122. The Garden of Gethsemane is God’s response to the mistakes of man in the Garden of Eden. In Eden, creation witnessed the rousing of the will of man and through his own “free” will choice which, “as free” and thus liberated from “constraint” (whether sovereign or otherwise), can only result in separation from the constraints of Sovereignty – which are put in place for our good – and through it, eventually lead to death.

123. In Gethsemane, God Himself did with His own will what man could not by subjecting His will, as Adam was intended to do, by scorning His own will in subjection to the will of the Father. Indeed, the same serpent with the same wiles visited in much the same way the Second Adam as he did the first. Yet, the Second Adam’s choice to do that which He did not want redeemed the choice of the first to do what he wanted.

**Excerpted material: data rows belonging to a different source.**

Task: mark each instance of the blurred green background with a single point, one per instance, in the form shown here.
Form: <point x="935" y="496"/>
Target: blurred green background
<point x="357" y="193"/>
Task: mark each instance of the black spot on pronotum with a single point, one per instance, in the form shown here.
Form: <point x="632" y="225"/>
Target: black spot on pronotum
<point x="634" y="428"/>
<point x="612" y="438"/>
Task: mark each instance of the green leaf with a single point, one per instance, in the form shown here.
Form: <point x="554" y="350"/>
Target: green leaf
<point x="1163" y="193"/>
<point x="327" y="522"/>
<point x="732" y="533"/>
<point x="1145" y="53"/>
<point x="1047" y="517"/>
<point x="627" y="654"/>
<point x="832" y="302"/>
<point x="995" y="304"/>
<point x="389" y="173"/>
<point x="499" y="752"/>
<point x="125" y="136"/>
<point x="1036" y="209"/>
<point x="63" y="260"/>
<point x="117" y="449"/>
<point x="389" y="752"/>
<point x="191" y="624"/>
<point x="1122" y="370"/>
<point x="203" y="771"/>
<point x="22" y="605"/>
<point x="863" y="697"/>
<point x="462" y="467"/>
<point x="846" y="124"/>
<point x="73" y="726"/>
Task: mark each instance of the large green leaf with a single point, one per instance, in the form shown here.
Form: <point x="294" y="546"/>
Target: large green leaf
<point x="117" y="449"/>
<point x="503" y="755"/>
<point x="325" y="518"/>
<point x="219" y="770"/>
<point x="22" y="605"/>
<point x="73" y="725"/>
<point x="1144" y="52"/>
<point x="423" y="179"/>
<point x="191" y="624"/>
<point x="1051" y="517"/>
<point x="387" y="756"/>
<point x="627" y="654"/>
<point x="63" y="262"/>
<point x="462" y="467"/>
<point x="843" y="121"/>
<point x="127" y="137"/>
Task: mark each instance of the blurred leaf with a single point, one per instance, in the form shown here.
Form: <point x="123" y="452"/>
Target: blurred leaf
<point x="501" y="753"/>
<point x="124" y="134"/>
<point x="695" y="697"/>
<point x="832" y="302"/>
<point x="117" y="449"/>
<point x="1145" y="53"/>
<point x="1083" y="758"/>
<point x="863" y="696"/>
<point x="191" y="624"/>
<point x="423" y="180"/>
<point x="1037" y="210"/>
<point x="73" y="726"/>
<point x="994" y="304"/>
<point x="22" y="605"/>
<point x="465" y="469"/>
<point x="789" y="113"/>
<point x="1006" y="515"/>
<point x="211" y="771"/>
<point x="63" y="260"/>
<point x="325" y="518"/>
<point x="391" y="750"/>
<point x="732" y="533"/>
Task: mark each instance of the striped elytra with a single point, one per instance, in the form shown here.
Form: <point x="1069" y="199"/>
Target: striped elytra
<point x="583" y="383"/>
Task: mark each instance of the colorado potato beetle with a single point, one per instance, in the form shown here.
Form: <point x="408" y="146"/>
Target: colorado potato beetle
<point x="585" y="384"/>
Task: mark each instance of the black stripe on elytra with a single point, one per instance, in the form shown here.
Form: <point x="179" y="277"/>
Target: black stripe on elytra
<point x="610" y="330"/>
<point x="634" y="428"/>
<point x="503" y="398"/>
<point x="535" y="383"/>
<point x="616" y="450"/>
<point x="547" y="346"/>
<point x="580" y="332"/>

124. One of the most illuminating passages in all of scripture comes as a sort of innocuous parenthetical clause in the 15th verse of the 20th chapter of the Gospel of John when, upon visiting the tomb – now empty – where Christ had been laid, Mary Magdalene, unaware it was the risen Lord whom she, in her sorrow, was speaking, “suppos{ed} He was the gardener”. So profound is this sleight of hand by the Gospel writer that it underscores the subtle power of scripture. For Christ is the Gardener of God and the Wise Horticulturist of all things made in His image; Christ with whom the first Adam walked “in the cool of the day”, Christ who is and was the Tree of Life, the vine, as well as the vine-dresser who dressed Himself and, standing outside of time and space, still dresses Himself for our sanctification (not, however, in the sense of His crucifixion). {Heb 2:10, Heb 5:8}

125. For Christ died once and for all.